Я трепетал от радости. Впервые я добился от нее правды. Я вошел в нее яростным толчком, желая разорвать ее пополам – лгунью! Шлюху! Но она оставалась спокойной.
– А ты хотела бы, чтобы это он сейчас тебе вдувал?
– Да, очень хотела бы, чтобы это был он.
– И тогда бы ты не была такой безответной?
– Нет… О нет!
– А он вдувал тебе или нет?
– Нет.
Я был зол на нее, она меня разочаровала, хоть я и вздохнул с облегчением, потому что ее голос звучал правдиво. Она добавила:
– Но он хочет. Сегодня я ему сказала, что была бы не прочь, когда бы не супружеский обет.
– Я разрешаю, – сказал я. – И хочу этого. В следующий раз соглашайся.
– Хорошо.
Я выпростался, когда брызнуло семя. Несколько мгновений спустя она нашарила простыню и вытерла себе живот. Я нежно сжимал ее в объятиях, покрывая волосы поцелуями. Теперь, когда я знал, что потерял ее, я любил ее больше, чем когда-либо. Любил ее, потому что она любила другого.
В дверь каюты тихонько постучали.
– Черт! – воскликнул я, слез с Натальи и натянул пижаму. Слегка приоткрыв дверь, я увидел болезненно желтоватое лицо на одном уровне со своим. Это был Финн.
– Извините, что побеспокоил вас, – сказал он. – К тому же уже так поздно. Хотелось поболтать.
– Простите, – сказал я, – но я не один. Это может подождать?
С глубоким вздохом он сказал:
– Конечно. Это не так важно. Но даже и не попытался уйти.
– Просто, – негромко продолжал он, – я не сказал вам, что служил на Украине в начале тридцатых, во время раскулачивания. А потом – в Москве и Ленинграде, под руководством Ежова и Берии. Оба были довольно безжалостными людьми. Вместе с Берией я вновь однажды посетил Армению. Кое о чем я и сам порой пытаюсь забыть. Мне бы хотелось как-нибудь рассказать вам о тех временах. Необязательно прямо сейчас. Может быть, завтра, если вы уделите мне часок?

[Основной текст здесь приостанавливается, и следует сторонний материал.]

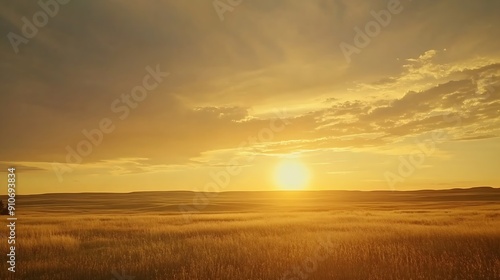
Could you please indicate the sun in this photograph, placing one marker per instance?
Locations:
(292, 175)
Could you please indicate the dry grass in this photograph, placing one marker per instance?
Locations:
(384, 241)
(437, 244)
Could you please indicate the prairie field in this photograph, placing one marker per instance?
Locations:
(259, 235)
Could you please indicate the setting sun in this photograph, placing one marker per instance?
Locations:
(292, 175)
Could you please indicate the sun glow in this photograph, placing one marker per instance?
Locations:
(292, 175)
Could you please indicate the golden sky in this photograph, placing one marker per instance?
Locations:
(250, 84)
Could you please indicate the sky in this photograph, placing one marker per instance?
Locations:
(121, 95)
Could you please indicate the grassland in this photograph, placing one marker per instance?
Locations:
(263, 235)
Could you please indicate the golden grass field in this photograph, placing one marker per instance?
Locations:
(260, 235)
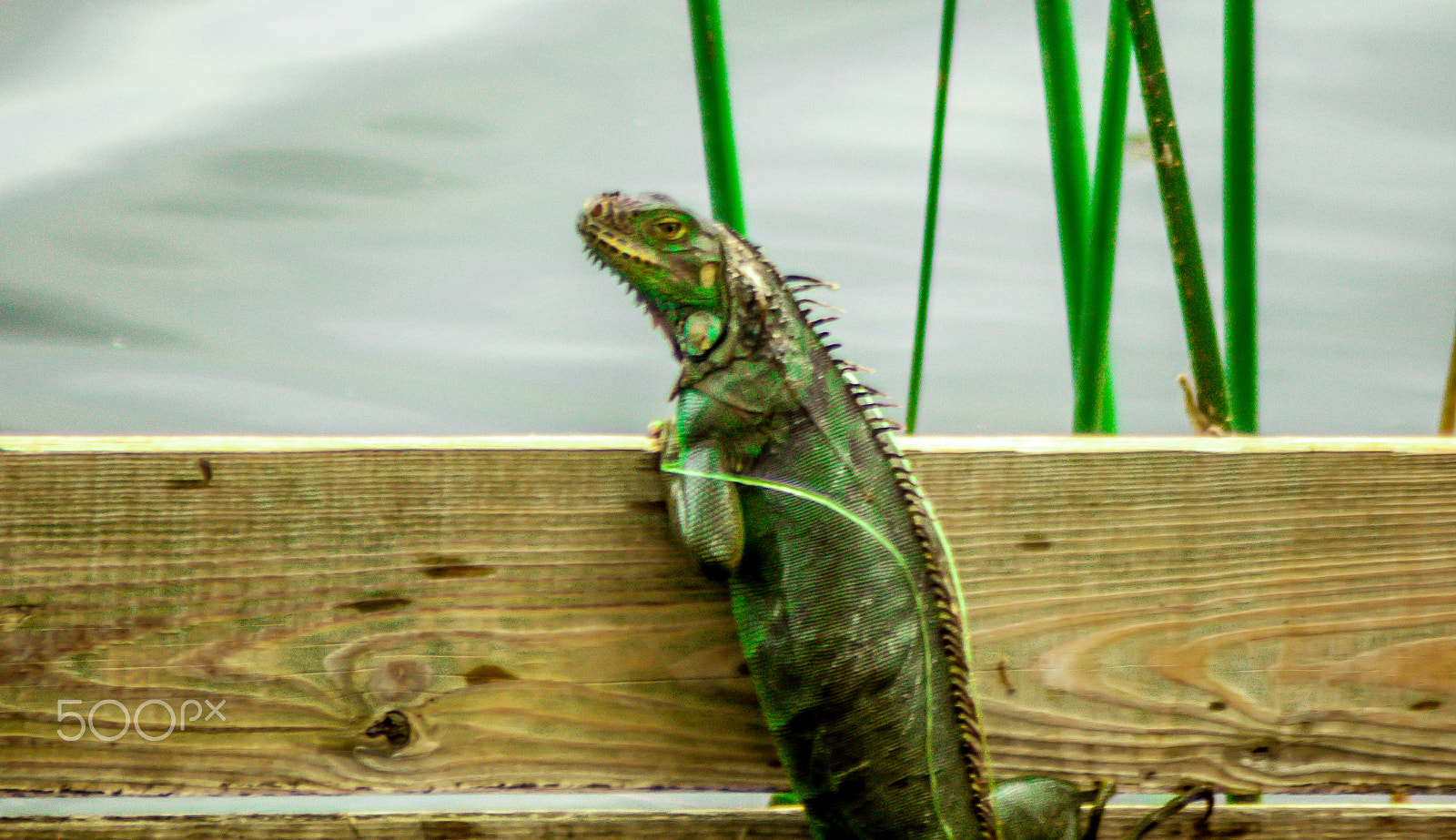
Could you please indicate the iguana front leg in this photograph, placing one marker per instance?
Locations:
(703, 512)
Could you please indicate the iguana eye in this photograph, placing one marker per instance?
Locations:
(669, 228)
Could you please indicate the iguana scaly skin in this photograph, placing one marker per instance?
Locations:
(784, 478)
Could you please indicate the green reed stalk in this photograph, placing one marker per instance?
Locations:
(932, 201)
(717, 116)
(1183, 235)
(1069, 156)
(1069, 175)
(1094, 386)
(1239, 290)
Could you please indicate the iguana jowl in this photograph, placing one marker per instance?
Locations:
(852, 629)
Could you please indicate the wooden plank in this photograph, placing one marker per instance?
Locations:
(472, 613)
(1227, 823)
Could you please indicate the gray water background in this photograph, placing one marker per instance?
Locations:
(356, 218)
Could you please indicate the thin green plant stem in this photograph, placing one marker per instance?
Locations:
(1239, 276)
(1096, 410)
(717, 114)
(1069, 157)
(932, 203)
(1183, 235)
(1448, 425)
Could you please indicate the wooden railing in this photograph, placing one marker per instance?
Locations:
(424, 614)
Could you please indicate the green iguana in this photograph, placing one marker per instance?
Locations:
(784, 480)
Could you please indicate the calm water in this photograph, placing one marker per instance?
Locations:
(356, 218)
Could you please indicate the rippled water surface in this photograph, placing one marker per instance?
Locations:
(356, 218)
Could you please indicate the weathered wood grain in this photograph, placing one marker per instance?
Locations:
(1227, 823)
(431, 614)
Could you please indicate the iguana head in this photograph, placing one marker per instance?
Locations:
(672, 261)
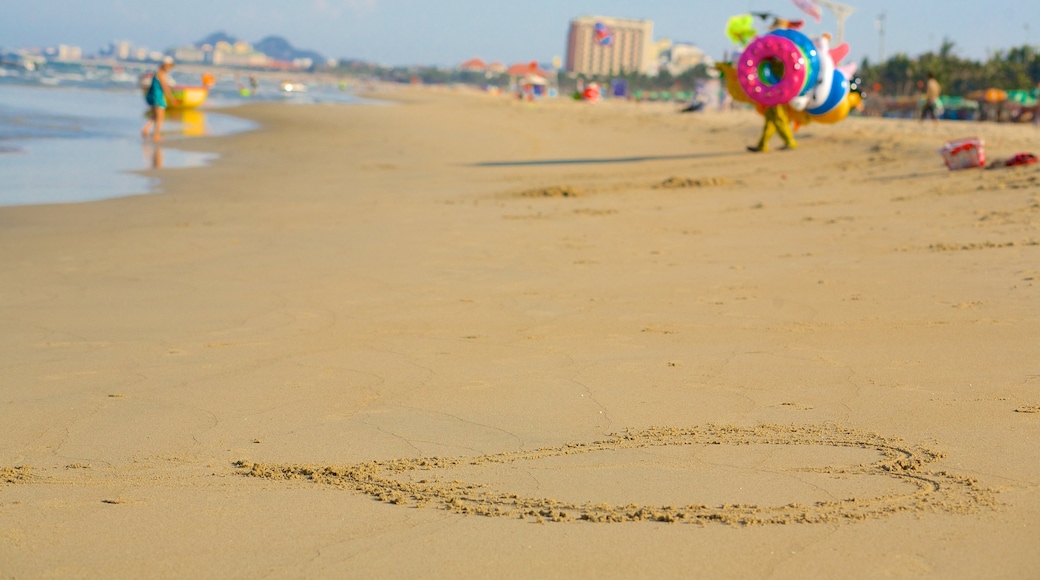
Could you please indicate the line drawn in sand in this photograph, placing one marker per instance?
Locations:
(933, 491)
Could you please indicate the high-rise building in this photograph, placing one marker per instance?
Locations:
(611, 46)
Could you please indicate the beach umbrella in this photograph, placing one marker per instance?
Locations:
(741, 29)
(811, 8)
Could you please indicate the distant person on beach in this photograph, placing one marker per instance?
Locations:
(1036, 109)
(776, 122)
(932, 93)
(158, 99)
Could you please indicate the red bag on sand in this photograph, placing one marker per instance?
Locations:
(1020, 159)
(964, 154)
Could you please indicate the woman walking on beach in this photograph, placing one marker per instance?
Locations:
(932, 93)
(158, 99)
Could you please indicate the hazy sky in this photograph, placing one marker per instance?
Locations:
(448, 31)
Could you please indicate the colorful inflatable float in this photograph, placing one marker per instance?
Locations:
(188, 97)
(786, 69)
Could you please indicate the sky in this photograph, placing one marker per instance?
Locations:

Еще раз вздохнув, он кивнул, пожелал мне спокойной ночи, повернулся и пошел вдоль по коридору, пошатываясь и опираясь на палку.
Закрыв дверь и вернувшись к койке, я обнаружил, что Наталья перебралась на свою. Сонным голосом она спросила:
– Кто это был?
– Так, сегодня познакомился, – сказал я. – На совести у него немало разного…
– Как и у всех нас, – странно сказала она.
– Говори за себя!
Но она не подала виду, что слышит, она уже закрыла глаза и настроилась спать. Я ненадолго присел на ее койку и через одеяло ощутил ее маленькие ножки. Ступни были холодны как ледышки, и я согрел их. Она обожает, когда я растираю ей ноги. Смею сказать, это нечто такое, чего Дантесу никогда не приходилось для нее делать. Пока. Ножки ее – прелесть, замечательной формы и стройные. Надеюсь, однажды у него будет возможность погладить ее ножки.